C’est la première fois qu’elle est en retard. La professeur madame Niverd, pense qu’Huguette n’a peut-être pas trouvé le nouveau chemin de la classe, et demande à un élève d’aller à sa recherche. Le jeune appelle " Huguette ! Huguette ! ". Pas de réponse. Et pourtant, elle est certainement dans l’enceinte du Conservatoire qui n’est qu’à 500 mètres de la gare. Il retourne dans la classe 3. La leçon se termine à 21 h 20. Huguette ne s’est toujours pas manifestée, or elle n’a jamais manqué un seul cours, car le chant est toute sa vie. Huguette travaille d’arrache-pied : dans la journée, elle est sténo-dactylo, elle ne sort jamais, ne fréquente pas les garçons, va rarement au cinéma. Ses camarades l’ont surnommée le " Rossignol chantant ". Mais ce soir-là, elle n’est pas venue au cours.
Le lendemain matin, les parents d’Huguette s’aperçoivent qu’elle n’est pas rentrée à la maison. M. Vinot, affolé, se précipite au commissariat de police. " Ma fille a disparu, dit-il. Elle est partie de chez nous hier soir à huit heures moins vingt pour aller au Conservatoire. Depuis, nous ne l’avons pas revue ".
Coups de téléphone… Enquête… Des hypothèses s’échafaudent : fugue, enlèvement, aussitôt repoussées. Huguette n’est pas de ces petites écervelées à s’amouracher du premier jeune venu. Le mystère est total. Dans la salle des concerts du Conservatoire, ravagée par un incendie en 1951 des ouvriers s’affairent. C’est pour cette raison, que la porte A a été condamnée.
Au bas de la scène, un ouvrier de la Ville, joue en attendant des directives, avec un morceau de gravats qu’il pousse du pied. Au bas de l’escalier qui descend de la scène, une trappe est ouverte qui communique avec le sous-sol. Il se rapproche, glisse un regard et pousse une exclamation : " Il y a un ivrogne qui dort en bas ! ", dit-il. Il se penche. La forme remue faiblement. Il va prévenir le concierge, qui descend, remonte aussitôt, et appelle la police : " Nous avons découvert une femme au sous-sol du Conservatoire, dit-il. Elle est certainement blessée, mais elle remue ".
Les policiers accourent accompagnés de M. Vinot. " C’est Huguette ". Le père, bouleversé reconnaît son enfant gisant dans la poussière. Les pompiers, alertés, emmènent la blessée à l’hôpital. A 13 h, Huguette meurt sans avoir repris connaissance.

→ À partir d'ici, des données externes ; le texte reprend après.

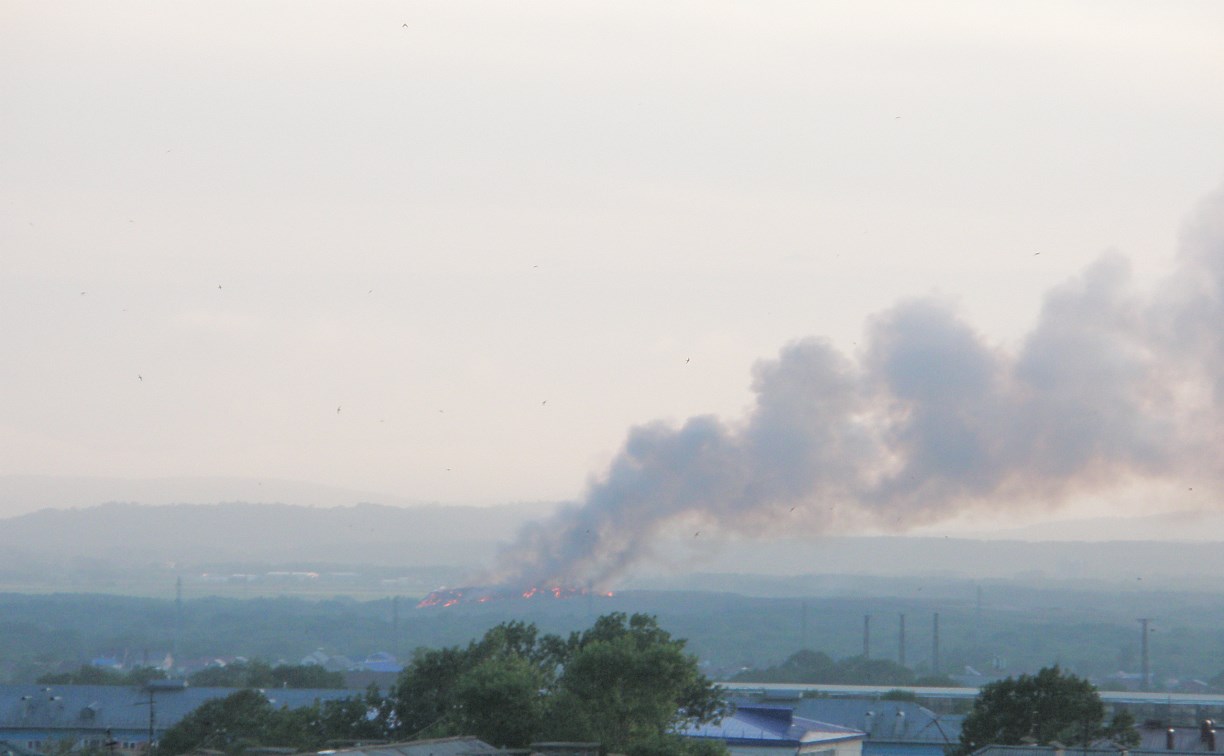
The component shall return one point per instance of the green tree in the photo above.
(228, 724)
(629, 684)
(624, 683)
(501, 701)
(1047, 707)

Le médecin refuse le permis d’inhumer. Le juge d’instruction, convoque un médecin-légiste à fin d’autopsie. Et c’est le coup de théâtre : en examinant les blessures d’Huguette, il fait des découvertes telles que l’accident ne peut les justifier : fractures du crâne, trace de strangulation, tentative de viol : il y a crime !
La brigade mobile de Reims " descend " à Troyes. L’accident est plausible : une espèce d’entorse à la cheville gauche (la jeune fille a trébuché), une double fracture du crâne (la tête a pu heurter le bord de la trappe, et le ciment du sous-sol), des traces de strangulation (par le foulard serré et noué qu’elle portait autour du cou), une déchirure d’un tissu intime, une coupure sur le bout de la langue (due à un écartèlement lors de la chute).
Voilà pour l’accident.
Mais voici pour le crime.
La gravité des fractures de la boîte crânienne ne peut s’expliquer par une chute, le bord de la trappe est en bois mou, moisi.
Huguette ne porte pas, de foulard noué, le cou est dégagé. Personne de connu d’autre part n’a vu Huguette après que Claude Prugniel l’eut aperçue courant place de la Gare.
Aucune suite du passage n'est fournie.